Vaccination:  Chicks should receive a full dose of a combination serotype 2 and 3 Marek's vaccine, usually comprising SB-1 and HVT strains. In areas of high challenge, a serotype 1 Rispens vaccine, with or without HVT, is highly recommended. The choice of Rispens vaccine is critical in high challenge areas as low-passaged (less attenuated) products have been proven to offer significantly more protection than higher-passaged (milder) vaccines.

Monitoring:  Marek's disease vaccines are applied to each bird at hatch and do not spread efficiently within the flock so that accurate vaccination is critical for protection. Monitoring of vaccine administration at the hatchery should reveal over 99.5% of chicks with vaccine dye under their skin and none on the feathers.

Currently polymerase chain reaction (PCR) technology is available to quantify the take level of the vaccine virus in feather pulp which is correlated with a proper immune response. Figure 1 shows the contrast in bird-to-bird replication of Rispens vaccines of different passage levels.

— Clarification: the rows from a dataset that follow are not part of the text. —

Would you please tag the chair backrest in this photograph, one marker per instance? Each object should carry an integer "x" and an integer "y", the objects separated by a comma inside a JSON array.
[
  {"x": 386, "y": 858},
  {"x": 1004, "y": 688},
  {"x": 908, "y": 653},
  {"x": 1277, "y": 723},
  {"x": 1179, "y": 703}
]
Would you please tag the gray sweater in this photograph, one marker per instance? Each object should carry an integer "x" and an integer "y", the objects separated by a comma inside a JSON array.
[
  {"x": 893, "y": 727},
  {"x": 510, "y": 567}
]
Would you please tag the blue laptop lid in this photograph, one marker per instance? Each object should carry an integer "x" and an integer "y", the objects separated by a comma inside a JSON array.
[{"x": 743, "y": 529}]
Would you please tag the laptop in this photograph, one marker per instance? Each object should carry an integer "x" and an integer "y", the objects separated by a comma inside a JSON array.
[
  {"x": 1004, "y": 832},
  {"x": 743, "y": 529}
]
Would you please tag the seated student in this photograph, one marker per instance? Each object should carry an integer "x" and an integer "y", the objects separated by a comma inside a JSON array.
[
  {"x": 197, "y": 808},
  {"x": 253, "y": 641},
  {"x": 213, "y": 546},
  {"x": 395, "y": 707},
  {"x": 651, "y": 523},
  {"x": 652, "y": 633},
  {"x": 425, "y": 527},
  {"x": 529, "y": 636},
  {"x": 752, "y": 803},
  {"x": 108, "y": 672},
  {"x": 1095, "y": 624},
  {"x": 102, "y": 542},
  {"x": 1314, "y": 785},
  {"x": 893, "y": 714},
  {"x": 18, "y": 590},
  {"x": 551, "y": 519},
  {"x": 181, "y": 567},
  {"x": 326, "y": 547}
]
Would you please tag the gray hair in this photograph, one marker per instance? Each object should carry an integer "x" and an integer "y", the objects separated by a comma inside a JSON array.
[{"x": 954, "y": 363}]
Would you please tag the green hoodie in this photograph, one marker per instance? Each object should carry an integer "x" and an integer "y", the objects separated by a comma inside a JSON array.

Infectious Bursal Disease (IBD)


The Disease:  Depending on the strain of IBD virus to which flocks are exposed, unprotected birds can become mildly to severely depressed accompanied by acute mortality. Partially immunized flocks sometimes show no obvious clinical signs although feed consumption, body weight gain and uniformity may be reduced.

If adequate protection is not accomplished through vaccination, field challenge will cause some level of immune suppression. Infection with IBD virus before three weeks of age can result in permanent and serious compromise of the immune system. Infections after three weeks can often lead to temporary yet significant immune suppression. Damage to the immune system reduces the effectiveness of subsequent vaccinations against respiratory infections and bacterial pathogens.

Vaccination:  A typical vaccination program includes administration of at least three live intermediate IBD vaccines between two and five weeks-of-age. The vaccines should be spaced seven days apart to maximize the immunization of susceptible birds. Varying levels of maternal antibody result in different time points when birds will respond to vaccination. A history of successive flocks experiencing field challenge by or before four weeks-of-age indicates the need to administer the first vaccination by two weeks-of-age. It is important to remember that there is a wide range of attenuation levels among intermediate IBD vaccines.

Milder vaccines will not immunize as many birds during each application, resulting in suboptimal protection. Without a solid vaccine take in the bursa of Fabricius, the source of B-lymphocytes, protection against a strong field challenge is difficult to achieve.

Monitoring:  The extent of microscopically detectable changes in the bursa of Fabricius indicates vaccine response or field exposure to IBD virus. Various procedures have been developed to measure either the gross size or histological integrity of the bursa.

In addition, PCR analysis can reveal whether the bursa has been infected with either vaccine or field virus. Vaccination induces less atrophy of the bursa compared to field viruses and can be assessed by microscopic examination. Regeneration of the bursa is an excellent indication of protection.

B-lymphocyte depletion at the time of pullet transfer indicates the bursa was severely challenged weeks earlier and that the pullet is not fully immunocompetent. Table 1 shows data from two flocks experiencing a normal vaccine take followed by solid bursal regeneration.

The bottom line

Developing a sound vaccination program for pullets is essential for a productive layer flock and a safe egg supply. Proper administration of vaccine in a structured, appropriate program will help ensure that flocks are well immunized. This requires periodic monitoring of vaccination techniques and confirmation of the expected immune response.

Marek's disease and infectious bursal disease are the two greatest threats to the immune system. Proper immunization against these infections will make it possible for vaccinations against other diseases to stimulate immunity as intended.